The Department of Housing and Urban Development (HUD) announced a new program that will allow owners of existing affordable rental housing developments to refinance into new mortgages that include funding for energy-efficient upgrades. Under Green Refinance Plus, the Federal Housing Administration (FHA) and Fannie Mae will share the risk on loans to refinance existing rent-restricted projects while allowing owners to borrow additional funds to make the green retrofits.

HUD Secretary Shaun Donovan and Ken Bacon, vice president for multifamily business at Fannie Mae, announced the new program May 31 at Eden Issei Terrace, a 100-unit affordable seniors housing development in Hayward, Calif. Owned by Eden Housing, the nearly 30-year-old property recently underwent a rehab that included the addition of water-saving fixtures and solar panels. Green Refinance Plus is intended to refinance the expiring mortgages of low-income housing tax credit and other affordable projects and to lower annual operating costs by reducing energy consumption.

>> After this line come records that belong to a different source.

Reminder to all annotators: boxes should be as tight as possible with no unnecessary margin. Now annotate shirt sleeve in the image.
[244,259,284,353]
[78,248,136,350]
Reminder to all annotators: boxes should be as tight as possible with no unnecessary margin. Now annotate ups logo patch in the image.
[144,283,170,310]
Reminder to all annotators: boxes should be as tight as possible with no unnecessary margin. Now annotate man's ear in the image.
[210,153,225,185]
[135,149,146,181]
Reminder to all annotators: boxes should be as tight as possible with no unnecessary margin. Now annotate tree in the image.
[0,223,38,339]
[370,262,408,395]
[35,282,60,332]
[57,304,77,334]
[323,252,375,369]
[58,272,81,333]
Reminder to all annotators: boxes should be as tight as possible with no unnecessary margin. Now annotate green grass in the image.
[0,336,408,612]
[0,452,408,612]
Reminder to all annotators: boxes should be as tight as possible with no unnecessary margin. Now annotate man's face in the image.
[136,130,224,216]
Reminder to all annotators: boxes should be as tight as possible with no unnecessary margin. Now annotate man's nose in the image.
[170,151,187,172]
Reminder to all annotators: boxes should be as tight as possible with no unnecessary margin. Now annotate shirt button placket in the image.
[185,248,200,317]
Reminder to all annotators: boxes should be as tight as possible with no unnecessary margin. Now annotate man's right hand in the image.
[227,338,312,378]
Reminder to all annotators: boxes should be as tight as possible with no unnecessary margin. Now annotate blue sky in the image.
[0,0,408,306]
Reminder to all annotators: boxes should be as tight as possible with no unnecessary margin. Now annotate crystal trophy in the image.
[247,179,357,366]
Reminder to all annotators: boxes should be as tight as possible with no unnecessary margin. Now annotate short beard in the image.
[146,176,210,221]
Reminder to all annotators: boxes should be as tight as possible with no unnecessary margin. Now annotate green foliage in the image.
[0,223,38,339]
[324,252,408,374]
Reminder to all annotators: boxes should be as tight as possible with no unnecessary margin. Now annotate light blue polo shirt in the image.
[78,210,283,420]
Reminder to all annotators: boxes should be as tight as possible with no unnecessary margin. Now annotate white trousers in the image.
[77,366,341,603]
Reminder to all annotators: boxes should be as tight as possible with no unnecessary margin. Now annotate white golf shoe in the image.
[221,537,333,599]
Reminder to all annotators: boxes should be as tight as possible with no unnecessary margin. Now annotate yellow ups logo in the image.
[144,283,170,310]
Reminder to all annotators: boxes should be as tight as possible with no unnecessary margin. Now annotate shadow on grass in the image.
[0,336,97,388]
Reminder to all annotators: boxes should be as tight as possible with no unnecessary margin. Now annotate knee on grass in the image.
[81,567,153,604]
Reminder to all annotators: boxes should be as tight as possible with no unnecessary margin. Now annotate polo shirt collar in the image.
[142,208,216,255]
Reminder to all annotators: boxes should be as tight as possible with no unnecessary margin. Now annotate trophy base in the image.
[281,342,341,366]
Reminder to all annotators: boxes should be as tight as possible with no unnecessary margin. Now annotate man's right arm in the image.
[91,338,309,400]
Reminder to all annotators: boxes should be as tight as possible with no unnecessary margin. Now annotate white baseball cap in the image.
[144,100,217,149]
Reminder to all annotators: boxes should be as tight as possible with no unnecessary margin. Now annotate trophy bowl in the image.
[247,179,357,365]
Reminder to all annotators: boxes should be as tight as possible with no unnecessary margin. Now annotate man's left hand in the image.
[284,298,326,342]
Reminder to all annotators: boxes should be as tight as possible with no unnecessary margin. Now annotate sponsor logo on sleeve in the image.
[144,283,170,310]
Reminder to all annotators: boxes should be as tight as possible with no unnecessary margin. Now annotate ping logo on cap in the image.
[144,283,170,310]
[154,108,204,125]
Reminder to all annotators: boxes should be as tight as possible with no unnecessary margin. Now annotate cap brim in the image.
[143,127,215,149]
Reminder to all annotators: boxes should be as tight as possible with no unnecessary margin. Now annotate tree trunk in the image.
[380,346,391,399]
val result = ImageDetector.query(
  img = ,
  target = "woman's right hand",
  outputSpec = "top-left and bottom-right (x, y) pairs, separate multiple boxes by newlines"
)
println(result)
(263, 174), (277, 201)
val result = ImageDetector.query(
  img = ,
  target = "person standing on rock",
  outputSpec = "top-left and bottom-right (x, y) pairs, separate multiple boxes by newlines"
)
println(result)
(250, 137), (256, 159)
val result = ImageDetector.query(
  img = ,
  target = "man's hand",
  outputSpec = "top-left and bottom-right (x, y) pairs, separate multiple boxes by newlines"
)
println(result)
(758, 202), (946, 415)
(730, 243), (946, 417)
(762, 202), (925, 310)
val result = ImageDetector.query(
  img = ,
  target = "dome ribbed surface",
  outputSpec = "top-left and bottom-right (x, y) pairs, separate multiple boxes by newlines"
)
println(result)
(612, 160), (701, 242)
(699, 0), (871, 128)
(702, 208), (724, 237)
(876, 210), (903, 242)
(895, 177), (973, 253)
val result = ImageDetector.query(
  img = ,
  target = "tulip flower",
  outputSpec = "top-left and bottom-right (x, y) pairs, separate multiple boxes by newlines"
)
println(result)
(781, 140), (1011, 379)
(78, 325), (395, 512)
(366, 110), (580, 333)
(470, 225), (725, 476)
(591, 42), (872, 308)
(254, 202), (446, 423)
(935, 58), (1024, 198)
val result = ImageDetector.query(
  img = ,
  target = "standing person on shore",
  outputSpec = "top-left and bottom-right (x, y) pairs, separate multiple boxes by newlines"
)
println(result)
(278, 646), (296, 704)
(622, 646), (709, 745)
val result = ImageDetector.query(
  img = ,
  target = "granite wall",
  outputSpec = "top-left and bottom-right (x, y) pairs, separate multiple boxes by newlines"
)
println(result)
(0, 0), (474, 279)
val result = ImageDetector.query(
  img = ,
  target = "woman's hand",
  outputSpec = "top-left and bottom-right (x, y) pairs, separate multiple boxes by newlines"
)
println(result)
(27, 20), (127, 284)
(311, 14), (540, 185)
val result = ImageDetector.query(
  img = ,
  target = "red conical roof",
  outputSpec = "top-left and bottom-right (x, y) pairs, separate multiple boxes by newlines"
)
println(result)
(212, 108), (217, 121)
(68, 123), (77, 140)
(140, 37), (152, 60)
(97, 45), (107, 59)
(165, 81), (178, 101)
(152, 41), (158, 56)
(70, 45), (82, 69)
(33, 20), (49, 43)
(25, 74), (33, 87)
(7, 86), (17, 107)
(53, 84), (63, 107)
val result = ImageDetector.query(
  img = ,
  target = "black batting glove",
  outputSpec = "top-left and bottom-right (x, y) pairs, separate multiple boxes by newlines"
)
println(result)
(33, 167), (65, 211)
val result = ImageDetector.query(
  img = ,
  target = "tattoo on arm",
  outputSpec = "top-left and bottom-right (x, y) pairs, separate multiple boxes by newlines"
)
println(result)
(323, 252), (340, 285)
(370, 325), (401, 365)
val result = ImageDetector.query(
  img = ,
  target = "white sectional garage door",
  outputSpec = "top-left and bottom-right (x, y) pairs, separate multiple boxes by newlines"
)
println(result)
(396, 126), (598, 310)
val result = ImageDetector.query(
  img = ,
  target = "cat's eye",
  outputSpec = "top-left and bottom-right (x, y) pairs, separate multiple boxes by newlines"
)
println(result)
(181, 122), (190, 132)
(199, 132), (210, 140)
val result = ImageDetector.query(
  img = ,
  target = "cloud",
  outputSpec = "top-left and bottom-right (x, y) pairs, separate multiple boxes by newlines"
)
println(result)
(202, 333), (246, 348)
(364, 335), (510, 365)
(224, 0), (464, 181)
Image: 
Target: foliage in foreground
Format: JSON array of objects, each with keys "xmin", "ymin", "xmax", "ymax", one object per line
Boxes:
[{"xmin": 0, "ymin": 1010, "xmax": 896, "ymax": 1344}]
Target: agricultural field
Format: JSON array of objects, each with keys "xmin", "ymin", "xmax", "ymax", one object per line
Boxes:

Fannie Mae and HUD anticipate approximately $100 million in initial refinance volume with an average loan amount of $3.5 to $5 million.

FHA will insure up to an additional 4 percent to 5 percent of the loan amount, or an average of approximately $150,000 to $250,000 per loan, to provide additional loan funds to pay for property improvements that save energy and water costs for owners and tenants, such as energy-efficient windows and Energy Star appliances, as well as other needed property renovations. In addition to helping affordable housing owners and residents save money on their utility bills, the green retrofit work will create valuable jobs in many communities, Donovan said.

Beginning in June, Fannie Mae and its participating lenders will begin accepting applications to refinance owners’ debt as well as improve the energy efficiency of their properties. Eden Housing used federal stimulus funds and California solar rebates to make the recent improvements at Eden Issei Terrace. As a result of the work, the property has reduced gas usage by 22 percent, electricity usage by 40 percent, and water consumption by 21 percent, said Executive Director Linda Mandolini.

The nonprofit wanted to look beyond what it could do when building new developments and launched a portfoliowide initiative to green its existing properties, she said. Since its beginnings in 1968, Eden has developed or acquired 85 developments. Donovan said he met a 78-year-old resident of the Hayward property, who described the development as a “paradise.”

HUD and Fannie Mae officials hope the new program will generate the same energy improvements and feelings at other affordable housing communities.